As I push into the late hours of the night, ignoring the voice in my head that tells me to go to bed so that I can get up early enough to go to the gym before class tomorrow, I feel it again. Maybe it is just relief from writer’s block, or euphoria at the end of a long day of being productive (at least by medical student standards). But, being me, I prefer to label it as something much bigger.
I receive a daily email from Father Richard Rohr, a Franciscan Catholic priest whose writings never fail to inspire me. Yesterday, Fr. Rohr wrote about love and divine intimacy. He wrote,”Fullness in a person cannot permit love because there are no openings, no handles, no give-and-take, and no deep hunger.”

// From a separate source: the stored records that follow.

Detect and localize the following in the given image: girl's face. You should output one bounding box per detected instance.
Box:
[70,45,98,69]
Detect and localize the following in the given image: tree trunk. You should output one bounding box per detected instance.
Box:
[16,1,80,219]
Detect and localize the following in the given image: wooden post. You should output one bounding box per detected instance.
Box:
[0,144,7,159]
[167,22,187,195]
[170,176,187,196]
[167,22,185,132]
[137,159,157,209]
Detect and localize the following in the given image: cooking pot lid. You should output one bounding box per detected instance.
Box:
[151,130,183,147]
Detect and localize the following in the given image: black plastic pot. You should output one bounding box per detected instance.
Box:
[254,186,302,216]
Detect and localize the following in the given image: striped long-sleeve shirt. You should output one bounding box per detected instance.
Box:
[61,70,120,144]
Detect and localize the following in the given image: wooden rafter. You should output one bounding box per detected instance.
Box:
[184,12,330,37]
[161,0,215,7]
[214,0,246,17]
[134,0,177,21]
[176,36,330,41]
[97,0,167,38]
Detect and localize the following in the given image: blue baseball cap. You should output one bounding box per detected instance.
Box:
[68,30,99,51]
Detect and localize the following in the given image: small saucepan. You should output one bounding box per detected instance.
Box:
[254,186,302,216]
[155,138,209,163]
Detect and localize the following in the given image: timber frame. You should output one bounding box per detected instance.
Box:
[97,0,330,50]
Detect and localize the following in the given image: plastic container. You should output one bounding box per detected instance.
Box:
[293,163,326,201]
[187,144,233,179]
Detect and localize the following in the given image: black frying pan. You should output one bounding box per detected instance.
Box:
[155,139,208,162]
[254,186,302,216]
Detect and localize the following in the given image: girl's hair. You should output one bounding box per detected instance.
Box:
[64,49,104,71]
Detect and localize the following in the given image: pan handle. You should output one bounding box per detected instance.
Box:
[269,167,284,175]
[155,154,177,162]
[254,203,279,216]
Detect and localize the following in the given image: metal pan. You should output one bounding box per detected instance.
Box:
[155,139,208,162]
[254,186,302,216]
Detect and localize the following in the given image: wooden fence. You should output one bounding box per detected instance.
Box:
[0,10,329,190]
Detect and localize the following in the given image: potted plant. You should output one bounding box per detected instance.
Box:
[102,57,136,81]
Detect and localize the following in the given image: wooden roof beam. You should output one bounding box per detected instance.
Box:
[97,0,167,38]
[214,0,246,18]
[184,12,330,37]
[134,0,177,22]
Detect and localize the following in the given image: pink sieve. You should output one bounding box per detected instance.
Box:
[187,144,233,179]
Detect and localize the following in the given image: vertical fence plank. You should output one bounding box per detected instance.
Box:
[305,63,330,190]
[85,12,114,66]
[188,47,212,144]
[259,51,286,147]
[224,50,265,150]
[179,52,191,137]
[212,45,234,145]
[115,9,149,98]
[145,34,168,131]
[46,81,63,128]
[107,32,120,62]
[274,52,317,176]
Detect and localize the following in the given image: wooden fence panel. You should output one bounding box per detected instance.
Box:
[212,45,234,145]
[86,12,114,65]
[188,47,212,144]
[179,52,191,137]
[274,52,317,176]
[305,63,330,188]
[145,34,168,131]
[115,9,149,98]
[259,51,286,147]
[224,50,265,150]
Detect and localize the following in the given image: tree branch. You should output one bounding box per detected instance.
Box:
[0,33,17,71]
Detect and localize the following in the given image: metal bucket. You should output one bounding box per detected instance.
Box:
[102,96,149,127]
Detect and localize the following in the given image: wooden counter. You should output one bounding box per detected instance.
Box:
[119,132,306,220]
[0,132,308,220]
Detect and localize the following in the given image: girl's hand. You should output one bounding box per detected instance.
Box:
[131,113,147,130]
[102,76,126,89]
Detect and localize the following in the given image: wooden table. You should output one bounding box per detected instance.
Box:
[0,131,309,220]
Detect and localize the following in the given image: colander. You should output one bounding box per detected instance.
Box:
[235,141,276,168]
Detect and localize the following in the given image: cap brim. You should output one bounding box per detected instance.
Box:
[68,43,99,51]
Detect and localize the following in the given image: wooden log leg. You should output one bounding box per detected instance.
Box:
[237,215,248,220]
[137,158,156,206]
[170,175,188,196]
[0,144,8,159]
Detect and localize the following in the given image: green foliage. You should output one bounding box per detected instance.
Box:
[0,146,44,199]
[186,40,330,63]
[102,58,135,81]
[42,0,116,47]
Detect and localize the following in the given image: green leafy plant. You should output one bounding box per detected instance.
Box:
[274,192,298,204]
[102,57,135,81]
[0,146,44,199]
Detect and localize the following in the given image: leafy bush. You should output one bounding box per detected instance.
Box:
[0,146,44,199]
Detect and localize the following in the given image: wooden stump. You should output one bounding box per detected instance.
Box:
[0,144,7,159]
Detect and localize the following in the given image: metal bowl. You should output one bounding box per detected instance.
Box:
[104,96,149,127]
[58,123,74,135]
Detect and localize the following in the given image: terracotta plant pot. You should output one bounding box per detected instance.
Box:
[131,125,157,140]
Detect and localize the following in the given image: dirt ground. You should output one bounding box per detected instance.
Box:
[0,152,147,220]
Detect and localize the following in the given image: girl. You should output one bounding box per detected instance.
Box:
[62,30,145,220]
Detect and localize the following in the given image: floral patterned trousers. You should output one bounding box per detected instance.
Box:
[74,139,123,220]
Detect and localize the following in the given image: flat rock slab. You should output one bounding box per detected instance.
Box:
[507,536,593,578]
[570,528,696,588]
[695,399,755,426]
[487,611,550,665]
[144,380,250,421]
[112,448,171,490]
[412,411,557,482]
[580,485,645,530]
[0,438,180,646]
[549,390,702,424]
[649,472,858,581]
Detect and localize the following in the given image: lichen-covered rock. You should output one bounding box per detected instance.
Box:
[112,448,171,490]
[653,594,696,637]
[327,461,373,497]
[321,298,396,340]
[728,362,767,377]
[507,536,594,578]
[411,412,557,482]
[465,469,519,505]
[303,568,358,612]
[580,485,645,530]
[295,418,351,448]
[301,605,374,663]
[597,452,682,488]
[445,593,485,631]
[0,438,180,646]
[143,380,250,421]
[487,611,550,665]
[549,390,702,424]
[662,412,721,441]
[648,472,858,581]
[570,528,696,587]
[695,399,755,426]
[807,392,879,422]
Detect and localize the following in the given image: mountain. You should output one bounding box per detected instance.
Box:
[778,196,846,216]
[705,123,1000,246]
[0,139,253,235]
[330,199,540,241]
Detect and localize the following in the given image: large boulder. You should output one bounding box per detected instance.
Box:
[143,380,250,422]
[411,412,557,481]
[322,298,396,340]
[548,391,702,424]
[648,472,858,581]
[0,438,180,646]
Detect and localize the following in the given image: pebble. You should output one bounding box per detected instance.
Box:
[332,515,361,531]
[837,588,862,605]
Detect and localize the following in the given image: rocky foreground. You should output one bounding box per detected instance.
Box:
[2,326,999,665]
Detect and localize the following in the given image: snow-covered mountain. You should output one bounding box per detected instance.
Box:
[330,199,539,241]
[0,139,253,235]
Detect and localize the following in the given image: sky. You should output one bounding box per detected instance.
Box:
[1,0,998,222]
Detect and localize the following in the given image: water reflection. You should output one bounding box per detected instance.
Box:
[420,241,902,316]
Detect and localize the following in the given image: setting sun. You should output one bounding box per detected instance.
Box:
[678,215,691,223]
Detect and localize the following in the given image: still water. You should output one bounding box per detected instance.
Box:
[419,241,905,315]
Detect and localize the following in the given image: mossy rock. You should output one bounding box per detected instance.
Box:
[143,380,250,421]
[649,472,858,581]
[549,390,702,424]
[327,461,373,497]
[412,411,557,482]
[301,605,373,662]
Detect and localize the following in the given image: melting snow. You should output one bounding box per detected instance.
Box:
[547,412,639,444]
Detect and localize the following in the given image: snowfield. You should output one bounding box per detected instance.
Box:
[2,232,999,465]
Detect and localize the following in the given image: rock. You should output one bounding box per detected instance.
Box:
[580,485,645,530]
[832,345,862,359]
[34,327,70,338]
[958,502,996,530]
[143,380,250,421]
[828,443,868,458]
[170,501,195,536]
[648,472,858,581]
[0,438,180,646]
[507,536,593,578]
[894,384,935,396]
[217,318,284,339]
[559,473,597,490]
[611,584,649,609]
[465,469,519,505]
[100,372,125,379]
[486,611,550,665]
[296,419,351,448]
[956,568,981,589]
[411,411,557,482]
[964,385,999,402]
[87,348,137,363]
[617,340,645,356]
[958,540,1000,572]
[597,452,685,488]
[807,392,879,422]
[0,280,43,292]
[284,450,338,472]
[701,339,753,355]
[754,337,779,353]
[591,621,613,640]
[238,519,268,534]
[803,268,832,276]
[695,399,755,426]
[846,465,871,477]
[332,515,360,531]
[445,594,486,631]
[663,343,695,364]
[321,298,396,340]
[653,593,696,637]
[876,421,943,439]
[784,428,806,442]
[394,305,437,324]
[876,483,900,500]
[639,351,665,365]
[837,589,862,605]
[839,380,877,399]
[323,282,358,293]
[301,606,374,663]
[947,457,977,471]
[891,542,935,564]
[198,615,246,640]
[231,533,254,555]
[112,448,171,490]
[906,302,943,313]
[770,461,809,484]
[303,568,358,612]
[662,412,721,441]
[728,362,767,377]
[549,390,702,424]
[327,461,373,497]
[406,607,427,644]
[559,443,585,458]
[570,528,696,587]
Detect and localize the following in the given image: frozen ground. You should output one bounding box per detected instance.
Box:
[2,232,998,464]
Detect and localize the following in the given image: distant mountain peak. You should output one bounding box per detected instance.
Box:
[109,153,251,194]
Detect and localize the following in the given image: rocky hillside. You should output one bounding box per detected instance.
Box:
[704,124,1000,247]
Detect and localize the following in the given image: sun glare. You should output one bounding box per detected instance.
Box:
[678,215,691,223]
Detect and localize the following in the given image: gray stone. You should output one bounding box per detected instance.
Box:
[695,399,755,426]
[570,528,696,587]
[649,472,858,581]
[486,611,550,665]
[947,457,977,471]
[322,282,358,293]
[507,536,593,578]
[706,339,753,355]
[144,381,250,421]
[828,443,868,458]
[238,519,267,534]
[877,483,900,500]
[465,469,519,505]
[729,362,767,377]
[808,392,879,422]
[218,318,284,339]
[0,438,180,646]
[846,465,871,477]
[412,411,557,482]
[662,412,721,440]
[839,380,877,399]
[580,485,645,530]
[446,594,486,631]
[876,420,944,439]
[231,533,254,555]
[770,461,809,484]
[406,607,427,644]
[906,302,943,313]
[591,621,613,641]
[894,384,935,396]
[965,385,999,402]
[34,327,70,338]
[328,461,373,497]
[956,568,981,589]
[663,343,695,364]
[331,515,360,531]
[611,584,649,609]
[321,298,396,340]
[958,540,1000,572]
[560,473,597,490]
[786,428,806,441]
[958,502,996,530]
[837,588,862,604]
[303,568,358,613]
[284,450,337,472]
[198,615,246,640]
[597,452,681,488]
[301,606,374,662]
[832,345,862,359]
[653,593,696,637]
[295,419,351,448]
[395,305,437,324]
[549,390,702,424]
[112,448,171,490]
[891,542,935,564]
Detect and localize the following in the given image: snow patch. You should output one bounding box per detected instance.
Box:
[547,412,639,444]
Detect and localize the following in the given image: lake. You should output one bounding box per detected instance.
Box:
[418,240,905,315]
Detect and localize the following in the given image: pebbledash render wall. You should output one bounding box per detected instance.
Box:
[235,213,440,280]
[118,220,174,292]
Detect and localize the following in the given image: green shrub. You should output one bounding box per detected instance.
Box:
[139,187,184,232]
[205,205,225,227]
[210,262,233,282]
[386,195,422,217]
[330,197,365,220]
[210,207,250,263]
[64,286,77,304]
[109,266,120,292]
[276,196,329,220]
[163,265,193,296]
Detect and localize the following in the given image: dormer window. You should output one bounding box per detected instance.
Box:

We need love-from other humans and from the Divine- because we are incomplete. Or maybe we are incomplete so that we will depend on love. Either way, the message is clear: we need divine intimacy. As humans, we crave God. I believe that we all search for God and find God in different places. Call me a heretic, but I also happen to believe that many of these places are correct, even if they are not religious by common standards.
As I found myself compelled to write tonight, unable to sleep because something or someOne was tugged at my heart, I remembered the words of Father Rohr. And as I began to write, I felt myself caving in, opening up, breaking into pieces. I became vulnerable, like a flower that gets rained on or a puppy that opens its eyes for the first time. I felt my rough edges begin to be filed away. It felt like I’d found water in a desert.
When I write, I am able to reflect and remember and savor and wonder and imagine and relish in my gratitude for what is and what is to come. I am able to dream and hope and pray and beg and grieve and let go. I am able to emphasize moments in my life that are worth emphasizing and forget those worth forgetting. I am able to breathe and become the closest I’ve gotten to meditation. I feel accepted and cleansed and forgiven and embraced. I feel one again. How can this not be a form of divine intimacy?
I’m not implying that my words are sacred or even worth reading, but I do know that the process of writing them, for me, is a process that allows me to connect my intellect with my soul. And, somehow, this process always brings me back to God.
I will not make a resolution to write every day, for it should not be yet another task to check off my long to-do list. But I will allow myself to bask in the peace that writing gives me more often.